Department of Breast Cancer Center, Affiliated Cancer Hospital of Zhengzhou University, Henan Cancer Hospital, No. 127, Dongming Road, Zhengzhou, China.
Sci Rep. 2021 Jan 14;11(1):1350. doi: 10.1038/s41598-020-80037-2.
Neutrophils and lymphocytes are key regulators of breast cancer (BC) development and progression. Neutrophil to lymphocyte ratio (NLR) values have been found to offer clear prognostic utility when evaluating BC patients. In this study, we sought to determine whether BC patient baseline NLR values are correlated with pathological complete response (pCR) following neoadjuvant chemotherapy (NCT) treatment. In total, 346 BC patients underwent NCT at our hospital from January 1, 2014 to October 31, 2019, and data pertaining to these patients were retrospectively analyzed. Correlations between clinicopathological characteristics and pCR rates were assessed via multivariate logistic regression analyses. A predictive scoring model was used to gauge the likelihood of pCR based upon regression coefficient (β) values for each significant variable identified through these analyses. NLR cut-off values suitable for identifying patients likely to achieve pCR following NCT treatment were calculated using receiver operating characteristic (ROC) curves. All patients in the present study were females with a median age of 48 years old (range 22-77). An optimal NLR cut-off value of 1.695 was identified and was associated with respective sensitivity and specificity values of 63.6% and 45.5%. We found that higher NLR values were significantly associated with younger age, premenopausal status, and non-pCR status. Logistic regression analyses indicated that NLR, tumor size, hormone receptor (HR) status, and Ki-67 expression were all independent predictors of pCR. The area under the curve (AUC) for the resultant predictive scoring model was 0.705, and this model was assessed via K-fold cross-validation (k = 10) and bootstrapping validation, yielding respective AUC values of 0.68 and 0.694. Moreover, the incorporation of NLR into this predictive model incrementally improved its overall prognostic value relative to that of a model not incorporating NLR (AUC = 0.674). BC patients with a lower baseline NLR are more likely to exhibit pCR following NCT treatment, indicating that NLR may be a valuable biomarker for BC patient prognostic evaluation and treatment planning. Overall, our results demonstrate that this NLR-based predictive model can efficiently predict NCT efficacy in early BC patients with a high degree of accuracy.

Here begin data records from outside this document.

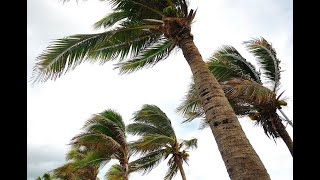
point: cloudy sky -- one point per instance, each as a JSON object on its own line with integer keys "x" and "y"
{"x": 57, "y": 109}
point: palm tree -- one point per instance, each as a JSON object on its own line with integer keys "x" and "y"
{"x": 244, "y": 89}
{"x": 70, "y": 171}
{"x": 105, "y": 139}
{"x": 114, "y": 173}
{"x": 157, "y": 142}
{"x": 140, "y": 33}
{"x": 45, "y": 176}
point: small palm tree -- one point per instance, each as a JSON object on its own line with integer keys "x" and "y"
{"x": 158, "y": 141}
{"x": 45, "y": 176}
{"x": 244, "y": 89}
{"x": 105, "y": 139}
{"x": 140, "y": 33}
{"x": 70, "y": 171}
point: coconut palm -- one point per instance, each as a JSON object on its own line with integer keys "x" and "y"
{"x": 158, "y": 141}
{"x": 45, "y": 176}
{"x": 244, "y": 89}
{"x": 70, "y": 171}
{"x": 140, "y": 33}
{"x": 105, "y": 139}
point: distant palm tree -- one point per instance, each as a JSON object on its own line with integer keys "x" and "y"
{"x": 70, "y": 171}
{"x": 45, "y": 176}
{"x": 140, "y": 33}
{"x": 158, "y": 141}
{"x": 244, "y": 88}
{"x": 105, "y": 138}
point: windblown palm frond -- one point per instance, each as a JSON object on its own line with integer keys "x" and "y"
{"x": 65, "y": 54}
{"x": 130, "y": 35}
{"x": 267, "y": 59}
{"x": 152, "y": 115}
{"x": 248, "y": 92}
{"x": 151, "y": 142}
{"x": 104, "y": 138}
{"x": 110, "y": 20}
{"x": 146, "y": 163}
{"x": 227, "y": 63}
{"x": 157, "y": 141}
{"x": 148, "y": 57}
{"x": 192, "y": 143}
{"x": 115, "y": 172}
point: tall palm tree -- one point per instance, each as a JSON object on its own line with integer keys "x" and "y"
{"x": 244, "y": 89}
{"x": 158, "y": 141}
{"x": 140, "y": 33}
{"x": 115, "y": 172}
{"x": 70, "y": 171}
{"x": 105, "y": 138}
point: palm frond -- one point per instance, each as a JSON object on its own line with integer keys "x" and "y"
{"x": 153, "y": 115}
{"x": 115, "y": 172}
{"x": 110, "y": 20}
{"x": 267, "y": 59}
{"x": 93, "y": 140}
{"x": 142, "y": 129}
{"x": 148, "y": 162}
{"x": 65, "y": 54}
{"x": 227, "y": 62}
{"x": 147, "y": 58}
{"x": 247, "y": 91}
{"x": 192, "y": 143}
{"x": 151, "y": 142}
{"x": 93, "y": 158}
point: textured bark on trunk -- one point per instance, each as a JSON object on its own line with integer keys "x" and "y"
{"x": 183, "y": 175}
{"x": 241, "y": 160}
{"x": 125, "y": 168}
{"x": 284, "y": 135}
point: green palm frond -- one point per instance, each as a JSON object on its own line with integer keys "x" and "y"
{"x": 172, "y": 171}
{"x": 110, "y": 20}
{"x": 227, "y": 62}
{"x": 94, "y": 140}
{"x": 192, "y": 143}
{"x": 248, "y": 92}
{"x": 65, "y": 54}
{"x": 142, "y": 129}
{"x": 151, "y": 142}
{"x": 115, "y": 172}
{"x": 93, "y": 158}
{"x": 64, "y": 172}
{"x": 267, "y": 59}
{"x": 148, "y": 57}
{"x": 148, "y": 162}
{"x": 152, "y": 115}
{"x": 75, "y": 154}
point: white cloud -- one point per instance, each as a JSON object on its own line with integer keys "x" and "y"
{"x": 57, "y": 110}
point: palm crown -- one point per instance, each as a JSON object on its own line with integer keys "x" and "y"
{"x": 105, "y": 139}
{"x": 70, "y": 170}
{"x": 243, "y": 87}
{"x": 157, "y": 142}
{"x": 140, "y": 33}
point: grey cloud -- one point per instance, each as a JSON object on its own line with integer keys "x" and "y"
{"x": 41, "y": 159}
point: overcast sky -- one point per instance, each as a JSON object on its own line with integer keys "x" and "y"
{"x": 58, "y": 109}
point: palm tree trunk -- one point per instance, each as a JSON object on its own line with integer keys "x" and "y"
{"x": 179, "y": 162}
{"x": 125, "y": 168}
{"x": 284, "y": 134}
{"x": 241, "y": 160}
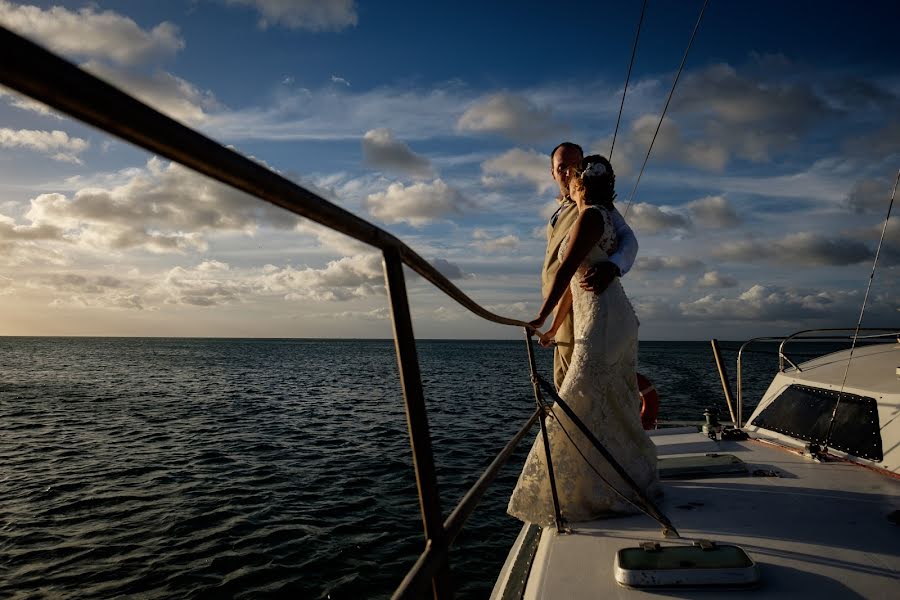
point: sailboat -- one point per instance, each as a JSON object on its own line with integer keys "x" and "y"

中性粒细胞与淋巴细胞是乳腺癌(BC)发生和发展的关键调节因子。研究发现,中性粒细胞与淋巴细胞比值(NLR)值可在评估 BC 患者时提供明确的预后价值。在本研究中,我们旨在确定 BC 患者的基线 NLR 值是否与新辅助化疗(NCT)治疗后的病理完全缓解(pCR)相关。共有 346 名 BC 患者于 2014 年 1 月 1 日至 2019 年 10 月 31 日在我院接受 NCT,回顾性分析了这些患者的数据。通过多变量逻辑回归分析评估了临床病理特征与 pCR 率之间的相关性。使用回归系数(β)值,基于通过这些分析确定的每个显著变量,建立预测评分模型,以评估 pCR 的可能性。使用接收器操作特征(ROC)曲线计算适合识别接受 NCT 治疗后可能实现 pCR 的患者的 NLR 截断值。本研究所有患者均为女性,中位年龄为 48 岁(范围 22-77 岁)。确定了最佳 NLR 截断值为 1.695,其相应的敏感性和特异性值分别为 63.6%和 45.5%。我们发现,较高的 NLR 值与年龄较小、绝经前状态和非 pCR 状态显著相关。逻辑回归分析表明,NLR、肿瘤大小、激素受体(HR)状态和 Ki-67 表达均是 pCR 的独立预测因子。由此产生的预测评分模型的曲线下面积(AUC)为 0.705,该模型通过 K 折交叉验证(k=10)和自举验证进行评估,分别得到 AUC 值为 0.68 和 0.694。此外,与不包含 NLR 的模型相比,将 NLR 纳入该预测模型可渐进式地提高其整体预后价值(AUC=0.674)。NCT 治疗后,基线 NLR 值较低的 BC 患者更可能出现 pCR,表明 NLR 可能是评估 BC 患者预后和治疗计划的有价值的生物标志物。总体而言,我们的研究结果表明,该基于 NLR 的预测模型可高效、准确地预测早期 BC 患者的 NCT 疗效。